11.2.4. Steps to Perform ANOVA:#
State the hypotheses: Formulate the null and alternative hypotheses.
Calculate the F-statistic: Use statistical software or formulas to compute the F-statistic.
Compare the F-statistic to the critical value: Determine whether to reject or fail to reject the null hypothesis.
Post hoc tests (if necessary): If ANOVA indicates a significant difference, post hoc tests (like Tukey’s HSD) can determine which specific groups are different.

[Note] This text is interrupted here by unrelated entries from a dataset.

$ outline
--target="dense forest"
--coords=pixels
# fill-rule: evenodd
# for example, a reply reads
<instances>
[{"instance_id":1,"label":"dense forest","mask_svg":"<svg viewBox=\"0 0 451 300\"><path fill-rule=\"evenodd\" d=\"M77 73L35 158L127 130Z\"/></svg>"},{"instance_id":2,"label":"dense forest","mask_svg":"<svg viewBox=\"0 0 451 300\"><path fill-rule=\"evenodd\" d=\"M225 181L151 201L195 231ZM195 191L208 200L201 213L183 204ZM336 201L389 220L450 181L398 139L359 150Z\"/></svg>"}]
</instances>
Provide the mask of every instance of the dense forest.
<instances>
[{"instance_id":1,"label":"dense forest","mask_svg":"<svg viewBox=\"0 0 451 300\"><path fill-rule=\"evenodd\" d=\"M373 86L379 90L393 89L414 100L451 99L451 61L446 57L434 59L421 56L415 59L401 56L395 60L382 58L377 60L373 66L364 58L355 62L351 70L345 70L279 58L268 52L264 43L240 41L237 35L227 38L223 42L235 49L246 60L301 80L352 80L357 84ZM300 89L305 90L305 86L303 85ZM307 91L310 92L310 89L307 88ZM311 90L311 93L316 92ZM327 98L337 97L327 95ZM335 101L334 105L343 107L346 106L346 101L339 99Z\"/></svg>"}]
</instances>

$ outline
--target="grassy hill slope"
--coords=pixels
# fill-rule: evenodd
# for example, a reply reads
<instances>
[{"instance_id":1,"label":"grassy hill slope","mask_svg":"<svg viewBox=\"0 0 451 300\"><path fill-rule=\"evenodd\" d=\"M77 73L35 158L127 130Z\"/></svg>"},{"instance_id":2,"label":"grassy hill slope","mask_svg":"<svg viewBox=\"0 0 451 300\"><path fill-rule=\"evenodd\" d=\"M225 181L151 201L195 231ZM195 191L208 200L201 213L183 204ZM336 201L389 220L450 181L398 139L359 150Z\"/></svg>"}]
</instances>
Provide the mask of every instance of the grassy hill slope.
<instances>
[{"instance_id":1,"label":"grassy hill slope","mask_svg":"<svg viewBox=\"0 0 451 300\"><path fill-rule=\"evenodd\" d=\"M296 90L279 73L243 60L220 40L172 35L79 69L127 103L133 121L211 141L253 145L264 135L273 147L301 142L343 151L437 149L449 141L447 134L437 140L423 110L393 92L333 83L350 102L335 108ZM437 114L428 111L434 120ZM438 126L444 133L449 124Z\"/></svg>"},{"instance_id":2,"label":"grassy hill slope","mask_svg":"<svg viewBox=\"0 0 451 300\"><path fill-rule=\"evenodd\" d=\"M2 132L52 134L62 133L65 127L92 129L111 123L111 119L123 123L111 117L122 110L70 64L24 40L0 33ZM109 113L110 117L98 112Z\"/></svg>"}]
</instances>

For our dataframe we want to compare mean # of friends between racial groups (original vismin_c).
from scipy import stats
# Drop rows with NaN values in the relevant columns
anova_data = filtered_df[['numfriends', 'VISMIN_C']].dropna()
# Perform one-way ANOVA
anova_results = stats.f_oneway(
*[anova_data['numfriends'][anova_data['VISMIN_C'] == group] for group in anova_data['VISMIN_C'].unique()]
)
print("ANOVA F-statistic:", anova_results.statistic)
print("ANOVA p-value:", anova_results.pvalue)
ANOVA F-statistic: 20.016378312830568
ANOVA p-value: 2.0899985562466142e-37
11.2.5. Interpreting the reuslts:#
F-statistic: This tells you whether there is a statistically significant difference in the means across the groups.
p-value: If the p-value is below a certain threshold (commonly 0.05), you can reject the null hypothesis that the means are equal across the groups
11.3. Crosstab#
In this section we perform crosstab for nominal (visible minority) and ordinal variable (highest degree).
create crosstab:
import pandas as pd
crosstab = pd.crosstab(filtered_df['ED_05'], filtered_df['VISMIN_C'], margins=True, normalize='columns')
print(crosstab)
VISMIN_C 1 2 3 4 5 6 \
ED_05
1 0.133846 0.192982 0.114780 0.010169 0.109856 0.089426
2 0.287692 0.234450 0.283019 0.088136 0.141170 0.200392
3 0.041538 0.042265 0.075472 0.077966 0.044148 0.075065
4 0.116154 0.125997 0.183962 0.186441 0.109856 0.156005
5 0.048462 0.057416 0.051887 0.122034 0.069815 0.052219
6 0.190000 0.197767 0.130503 0.427119 0.289528 0.224543
7 0.172308 0.138756 0.144654 0.054237 0.221766 0.186031
99 0.010000 0.010367 0.015723 0.033898 0.013860 0.016319
VISMIN_C 7 8 9 10 99 All
ED_05
1 0.214375 0.069542 0.134529 0.096608 0.108337 0.109892
2 0.226250 0.174296 0.253363 0.213965 0.210185 0.212173
3 0.059375 0.037852 0.044843 0.109584 0.057913 0.085107
4 0.146250 0.112676 0.139013 0.202274 0.110834 0.170611
5 0.049375 0.049296 0.069507 0.053700 0.043934 0.054477
6 0.188750 0.257923 0.230942 0.179471 0.158263 0.195577
7 0.101875 0.292254 0.112108 0.121017 0.131303 0.141244
99 0.013750 0.006162 0.015695 0.023381 0.179231 0.030919
Chi-Square Test
To assess the association between the two variables, you can perform a chi-square test.
from scipy.stats import chi2_contingency
chi2, p, dof, ex = chi2_contingency(crosstab.iloc[:-1, :-1])
print(f"Chi-Square Test Statistic: {chi2}")
print(f"P-value: {p}")
print(f"Degrees of Freedom: {dof}")
Chi-Square Test Statistic: 1.1965048877363103
P-value: 1.0
Degrees of Freedom: 60
Interpret the Results:
Chi-Square Statistic: Measures how the observed counts diverge from the expected counts.
P-value: If this value is below 0.05, it suggests a statistically significant association between the two variables.
Degrees of Freedom (DoF): This is calculated based on the number of categories in each variable.